よけいな告白をしたと中将は後悔をしたのであったが、この人以上に身に沁んで恋しく思われた紫の女王と、せめてこれほどの接触が許されてほのかな声でも聞きうる機会をどんな時にとらえることができるであろうと、その困難さを思って心を苦しめながら中将は南の町へ来た。源氏はすぐ出て来たので、中将は聞いて来た返事をした。
「御所へ上がるのを、やっとしぶしぶ承諾した形なのだから困る。兵部卿の宮などが求婚者で、深刻な情熱の盛られたお手紙が送られていて、そのほうへ心が惹かれるのではなかろうかと思うと気の毒な気にもなる。しかし大原野の行幸の時にお上を拝見して、お美しいと思った様子だったのだからね。若い女は一目でもお顔を拝見すれば宮仕えのできる者は皆出ないではいられまいと思って、最初に私の計らったことなのだが」
などと源氏は言う。
「それにしましてもあの方はどんなふうになられるのがいちばん適したことでしょう。御所には中宮が特殊な尊貴な存在でいらっしゃいますし、また弘徽殿の女御という寵姫もおありになるのですから、どんなにお気に入りましてもそのお二方並みにはなれないことでしょう。兵部卿の宮は熱烈に御結婚を望んでおいでになるのですから、表面は後宮の人ではありませんでも、尚侍などにお出しになることによって、これまでの親密な御交情がそこなわれはしないかと私は思いますが」
中将は老成な口調で意見を述べた。
「むずかしいことだね。私だけの意志でどう決めることもできない人のことではないか。それだのに右大将なども私を恨みの標的にしているそうだ。一人の求婚者に同情して与えてしまえばほかの人は皆失恋することになるのだから、うかと縁談が決められないのだよ。あの人を生んだ母親が哀れな遺言をしておいたのでね、郊外であの人が心細く暮らしているということを聞いて、内大臣も子と認めようとするふうは見えないと悲観しているようだったから、最初私の子として引き取ることにしたのだよ。私が大事がるのでやっと大臣も価値を認めてきたのだ」
源氏は真実らしくこう言っていた。
「人物は宮の夫人であることに最も適していると思う。近代的で、艶な容姿を持っていて、しかも聡明で、過失などはしそうでない女性だから、いい宮の夫人だと思う。そしてまた尚侍の適任者でもあるのだよ。美貌で、貴女らしい貴女で、職責も十分に果たしうるような人物というお上の御註文どおりなのはあの人だと思う」
とも言った。
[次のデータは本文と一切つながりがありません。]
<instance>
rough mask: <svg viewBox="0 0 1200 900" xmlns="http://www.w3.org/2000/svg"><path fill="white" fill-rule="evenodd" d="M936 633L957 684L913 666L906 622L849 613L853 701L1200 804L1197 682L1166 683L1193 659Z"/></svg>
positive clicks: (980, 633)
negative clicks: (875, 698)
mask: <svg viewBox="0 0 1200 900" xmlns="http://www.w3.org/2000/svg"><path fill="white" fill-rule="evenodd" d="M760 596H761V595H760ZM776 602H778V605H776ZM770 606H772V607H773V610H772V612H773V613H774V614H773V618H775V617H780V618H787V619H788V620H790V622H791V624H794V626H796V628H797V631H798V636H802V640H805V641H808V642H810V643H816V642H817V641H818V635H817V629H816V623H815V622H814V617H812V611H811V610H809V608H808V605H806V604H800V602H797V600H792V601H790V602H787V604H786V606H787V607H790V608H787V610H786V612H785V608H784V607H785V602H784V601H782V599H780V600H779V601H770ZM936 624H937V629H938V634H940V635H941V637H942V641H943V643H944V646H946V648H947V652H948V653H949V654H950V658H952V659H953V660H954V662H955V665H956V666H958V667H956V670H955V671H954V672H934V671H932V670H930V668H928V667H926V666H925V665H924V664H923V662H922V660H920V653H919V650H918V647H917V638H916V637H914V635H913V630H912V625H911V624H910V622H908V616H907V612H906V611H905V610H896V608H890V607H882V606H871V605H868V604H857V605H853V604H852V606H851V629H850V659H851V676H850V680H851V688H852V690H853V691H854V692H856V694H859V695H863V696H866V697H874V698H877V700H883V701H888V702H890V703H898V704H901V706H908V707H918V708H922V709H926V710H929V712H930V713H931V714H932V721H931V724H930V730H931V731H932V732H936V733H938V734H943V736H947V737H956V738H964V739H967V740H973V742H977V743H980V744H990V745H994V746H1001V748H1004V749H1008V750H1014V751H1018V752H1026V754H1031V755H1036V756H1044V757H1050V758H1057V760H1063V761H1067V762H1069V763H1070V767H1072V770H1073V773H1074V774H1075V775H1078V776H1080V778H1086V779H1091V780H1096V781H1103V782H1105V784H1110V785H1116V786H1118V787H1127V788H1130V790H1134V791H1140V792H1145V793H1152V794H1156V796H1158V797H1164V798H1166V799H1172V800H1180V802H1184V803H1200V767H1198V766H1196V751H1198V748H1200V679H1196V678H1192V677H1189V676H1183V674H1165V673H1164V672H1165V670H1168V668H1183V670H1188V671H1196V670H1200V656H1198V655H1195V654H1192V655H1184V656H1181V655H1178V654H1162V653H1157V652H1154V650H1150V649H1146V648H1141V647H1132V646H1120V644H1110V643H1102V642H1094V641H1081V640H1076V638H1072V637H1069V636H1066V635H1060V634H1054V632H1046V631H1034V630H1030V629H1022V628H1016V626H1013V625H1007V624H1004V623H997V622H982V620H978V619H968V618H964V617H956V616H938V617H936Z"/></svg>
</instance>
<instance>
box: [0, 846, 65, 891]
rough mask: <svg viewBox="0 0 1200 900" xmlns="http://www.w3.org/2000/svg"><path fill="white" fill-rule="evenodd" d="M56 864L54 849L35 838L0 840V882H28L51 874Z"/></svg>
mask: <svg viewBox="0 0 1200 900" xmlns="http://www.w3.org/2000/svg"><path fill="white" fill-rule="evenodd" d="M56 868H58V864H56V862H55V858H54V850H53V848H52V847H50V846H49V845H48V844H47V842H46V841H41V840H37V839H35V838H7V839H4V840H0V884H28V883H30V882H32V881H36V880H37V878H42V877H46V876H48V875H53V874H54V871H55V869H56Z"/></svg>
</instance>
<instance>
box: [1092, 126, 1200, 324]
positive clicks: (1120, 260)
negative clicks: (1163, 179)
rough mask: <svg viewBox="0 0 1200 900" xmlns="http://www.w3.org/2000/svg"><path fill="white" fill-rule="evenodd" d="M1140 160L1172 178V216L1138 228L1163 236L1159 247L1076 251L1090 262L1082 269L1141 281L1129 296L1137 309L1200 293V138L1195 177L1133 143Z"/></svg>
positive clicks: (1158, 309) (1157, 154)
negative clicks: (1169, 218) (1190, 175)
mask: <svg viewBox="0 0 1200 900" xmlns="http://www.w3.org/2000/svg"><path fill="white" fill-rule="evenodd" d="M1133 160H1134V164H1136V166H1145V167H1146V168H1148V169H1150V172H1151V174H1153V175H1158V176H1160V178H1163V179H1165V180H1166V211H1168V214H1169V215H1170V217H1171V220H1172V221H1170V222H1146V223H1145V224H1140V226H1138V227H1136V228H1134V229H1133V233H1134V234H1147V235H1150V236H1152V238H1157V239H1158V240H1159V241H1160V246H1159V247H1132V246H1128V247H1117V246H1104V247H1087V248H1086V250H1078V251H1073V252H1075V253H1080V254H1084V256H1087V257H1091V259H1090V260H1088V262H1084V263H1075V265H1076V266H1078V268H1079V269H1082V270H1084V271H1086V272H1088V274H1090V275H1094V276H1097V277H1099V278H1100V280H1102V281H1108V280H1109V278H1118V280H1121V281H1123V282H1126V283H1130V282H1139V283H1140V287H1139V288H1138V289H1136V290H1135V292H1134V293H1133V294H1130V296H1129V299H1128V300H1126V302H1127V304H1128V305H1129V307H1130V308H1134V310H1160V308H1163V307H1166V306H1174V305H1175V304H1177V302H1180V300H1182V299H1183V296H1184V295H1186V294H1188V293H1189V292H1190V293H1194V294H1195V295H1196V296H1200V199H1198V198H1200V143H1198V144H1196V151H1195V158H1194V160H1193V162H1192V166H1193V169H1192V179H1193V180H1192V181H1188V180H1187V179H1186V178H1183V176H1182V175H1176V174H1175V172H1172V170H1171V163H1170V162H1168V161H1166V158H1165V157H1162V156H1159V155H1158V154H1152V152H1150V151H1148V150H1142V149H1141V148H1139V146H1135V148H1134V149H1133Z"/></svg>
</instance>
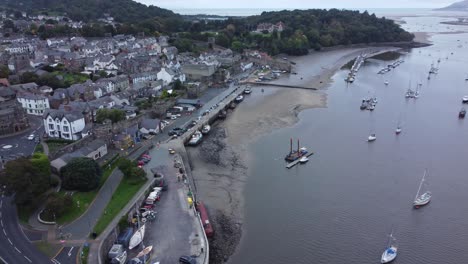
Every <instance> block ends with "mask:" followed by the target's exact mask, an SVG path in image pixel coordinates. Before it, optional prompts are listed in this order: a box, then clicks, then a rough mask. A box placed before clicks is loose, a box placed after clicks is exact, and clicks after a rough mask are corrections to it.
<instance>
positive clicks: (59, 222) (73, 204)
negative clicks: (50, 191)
mask: <svg viewBox="0 0 468 264" xmlns="http://www.w3.org/2000/svg"><path fill="white" fill-rule="evenodd" d="M118 165H119V161H118V160H116V162H113V163H112V164H111V166H110V167H109V166H107V168H106V169H105V170H104V172H103V174H102V177H101V182H100V184H99V188H98V189H96V190H93V191H90V192H75V193H74V194H73V196H72V197H73V206H72V208H70V209H69V210H68V211H67V212H66V213H65V214H63V215H61V216H59V217H57V220H56V221H57V223H58V224H65V223H70V222H73V221H74V220H75V219H77V218H78V217H80V216H81V215H82V214H83V213H84V212H86V210H88V207H89V205H90V204H91V203H92V202H93V201H94V198H95V197H96V195H97V193H98V192H99V190H100V189H101V187H102V185H104V183H105V182H106V181H107V179H108V178H109V176H110V175H111V173H112V171H114V169H115V168H117V166H118ZM59 195H65V192H64V191H60V192H59Z"/></svg>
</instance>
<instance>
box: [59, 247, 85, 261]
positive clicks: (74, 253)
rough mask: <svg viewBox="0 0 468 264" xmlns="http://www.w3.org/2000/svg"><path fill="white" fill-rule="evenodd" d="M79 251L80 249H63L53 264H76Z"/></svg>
mask: <svg viewBox="0 0 468 264" xmlns="http://www.w3.org/2000/svg"><path fill="white" fill-rule="evenodd" d="M79 250H80V248H79V247H63V248H62V249H61V250H60V252H59V253H58V254H57V256H55V258H53V259H52V262H54V263H55V264H76V263H77V261H76V257H77V256H76V255H77V254H78V252H79Z"/></svg>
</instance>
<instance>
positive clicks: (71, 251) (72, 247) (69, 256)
mask: <svg viewBox="0 0 468 264" xmlns="http://www.w3.org/2000/svg"><path fill="white" fill-rule="evenodd" d="M72 250H73V247H72V248H70V250H69V251H68V257H70V256H71V252H72Z"/></svg>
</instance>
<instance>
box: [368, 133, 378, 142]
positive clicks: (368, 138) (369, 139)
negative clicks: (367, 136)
mask: <svg viewBox="0 0 468 264" xmlns="http://www.w3.org/2000/svg"><path fill="white" fill-rule="evenodd" d="M376 139H377V137H376V136H375V134H371V135H370V136H369V137H368V138H367V141H368V142H372V141H375V140H376Z"/></svg>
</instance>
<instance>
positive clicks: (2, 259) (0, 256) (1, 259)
mask: <svg viewBox="0 0 468 264" xmlns="http://www.w3.org/2000/svg"><path fill="white" fill-rule="evenodd" d="M0 260H1V261H2V262H3V263H5V264H8V262H6V261H5V260H4V259H3V258H2V257H1V256H0Z"/></svg>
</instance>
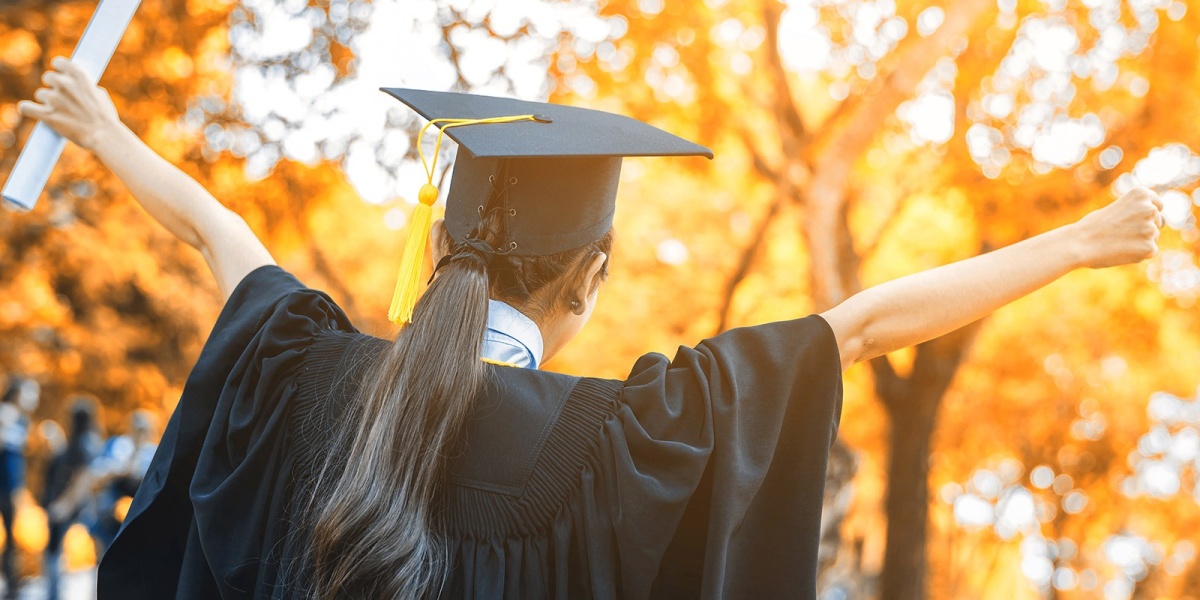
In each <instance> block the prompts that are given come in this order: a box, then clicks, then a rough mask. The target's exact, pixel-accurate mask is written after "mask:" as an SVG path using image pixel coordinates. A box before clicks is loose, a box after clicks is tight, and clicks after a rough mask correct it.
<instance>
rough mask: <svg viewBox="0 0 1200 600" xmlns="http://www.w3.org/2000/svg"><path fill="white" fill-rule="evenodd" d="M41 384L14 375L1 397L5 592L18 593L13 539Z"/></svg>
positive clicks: (0, 431)
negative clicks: (31, 429)
mask: <svg viewBox="0 0 1200 600" xmlns="http://www.w3.org/2000/svg"><path fill="white" fill-rule="evenodd" d="M41 391H42V390H41V386H40V385H38V384H37V382H35V380H34V379H28V378H24V377H19V376H13V377H12V378H11V379H10V382H8V389H7V390H6V391H5V394H4V398H2V400H0V518H2V520H4V539H5V542H4V580H5V594H6V595H7V596H8V598H16V596H17V589H18V588H19V584H18V581H17V580H18V576H17V566H16V550H17V542H16V540H14V539H13V534H12V532H13V520H14V518H16V505H17V492H18V491H20V490H22V488H23V487H25V445H26V444H28V443H29V422H30V420H29V419H30V415H31V414H32V413H34V410H35V409H37V402H38V400H40V397H41Z"/></svg>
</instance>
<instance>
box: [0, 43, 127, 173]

中将は源氏自身の胸中の秘事も探りたくなった。
「今日まで実父に隠してお手もとへお置きになったことで、いろいろな忖度を世間はしております。内大臣もそんな意味を含んだことを、右大将からあちらへの申し込みに答えて言ったそうです」
と中将が言うと、源氏は笑いながら、
「それは思いやりのありすぎる迷惑な話だね。宮仕えだって何だって内大臣の意志を尊重して、私はできる世話だけをする気なのだがね。女の三従の道は親に従うのがまず第一なのだからね。その美風を破るようなことはとんでもないことだ」
と言った。
「こちらには以前からりっぱな夫人がたがおいでになって、新しくその数へお入れになることができないため、世間体だけを官職におつけになることにして、やはりいつまでも愛人でお置きになることのできるようなお計らいは、賢明な処置だといって、大臣が喜ばれたということを、確かな人から私は聞きました」
中将が真正面からこう言うのを聞いて、源氏は内大臣としてはそうも想像するであろうと気の毒に思った。
「曲がった解釈をされているものだね。それが賢明な人の観察というものかもしれない。もうすぐに事実が万事を明らかにするだろう。しかし、どうなるにしても余りにひどい想像だ」
と源氏は笑っていた。あざやかな弁解をしたつもりであろうが、まだ疑いは十分に残してよいことであると中将は思っていた。源氏も心の中で、こう人の噂する筋書きどおりのあやまった道は踏むまいとみずから警めた。このきれいな気持ちを大臣にも徹底的に知らせたいと源氏は思ったが、玉鬘を官職につけておいて情人関係を永久に失うまいとすることなどを、どうして大臣に観測されたのであろうと薄気味悪くさえなった。